Roy Lee Johnson (December 31, 1938 – June 3, 2024) was an American R&B and soul songwriter, singer, and guitarist. He is best known for his composition "Mr. Moonlight", which has been covered by many artists, including the Beatles. Johnson is recognized as an influence on the bands that made up the British Invasion.

He was born in Centralhatchee, Georgia, and began playing guitar as a child. Around 1955, he joined his first band, The Brassettes, who included Robert Ward and who played local dances in and around Hogansville.

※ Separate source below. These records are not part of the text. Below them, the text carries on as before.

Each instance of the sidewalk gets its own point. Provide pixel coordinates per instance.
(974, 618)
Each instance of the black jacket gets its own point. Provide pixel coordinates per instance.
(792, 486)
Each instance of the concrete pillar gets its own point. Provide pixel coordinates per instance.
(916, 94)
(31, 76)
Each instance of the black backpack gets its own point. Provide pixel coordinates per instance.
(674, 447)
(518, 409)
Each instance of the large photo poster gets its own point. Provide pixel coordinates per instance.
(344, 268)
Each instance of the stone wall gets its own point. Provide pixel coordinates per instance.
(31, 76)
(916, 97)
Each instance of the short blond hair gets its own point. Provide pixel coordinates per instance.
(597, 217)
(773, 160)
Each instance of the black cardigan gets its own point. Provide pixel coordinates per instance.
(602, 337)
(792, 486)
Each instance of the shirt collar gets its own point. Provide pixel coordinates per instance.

After the band won a talent contest in Atlanta, they recorded Johnson's song, "Nobody Does Something For Nothing", for the small Stat label. In the late 1950s, Johnson moved to Ohio, joining Ward in the Ohio Untouchables. However, by 1961 he had returned to Atlanta, and began playing in Piano Red's band, the Interns. His song "Mr. Moonlight", which he had written in high school, was first recorded by Piano Red, credited as "Dr. Feelgood and the Interns", and released in 1962 as the b-side of "Doctor Feel-Good" on OKeh 4-7144.

Johnson left the Interns in 1963, and released his first solo record, "Too Many Tears", on OKeh that year. Neither it nor its follow-up, a reworked "Nobody Does Something For Nothing", were successful. However, in 1964 the Beatles covered "Mr. Moonlight" on the album Beatles for Sale (on Beatles '65 in the US), the success of which allowed Johnson to form his own band. He recorded three singles for Columbia Records in 1966-67, including "My Best Just Ain't Good Enough", and another single for the Josie label. Otis Redding, for whom he had previously been a support act, then introduced him to Phil Walden, who recorded three singles with him in 1968 at the FAME Studios in Muscle Shoals, featuring the studio rhythm section. The singles included "Cheer Up, Daddy's Coming Home" and "Take Me Back and Try Me", but again were not hits. He then formed a new band, Roy Lee Johnson & The Villagers, who recorded a self-titled album for Stax Records in 1973, influenced by the funk style of James Brown. However, the band broke up after the sudden death of 21-year-old bass player Michael James.

He continued to release occasional singles in the late 1970s and 1980s, setting up his own studio and continuing to perform with various bands. In the early 1990s, tracks he had recorded were released in the UK as the album All Night Long (Howzat LBW1). He released another album, When a Guitar Plays the Blues, in 1998.

Johnson died on June 3, 2024, at the age of 85.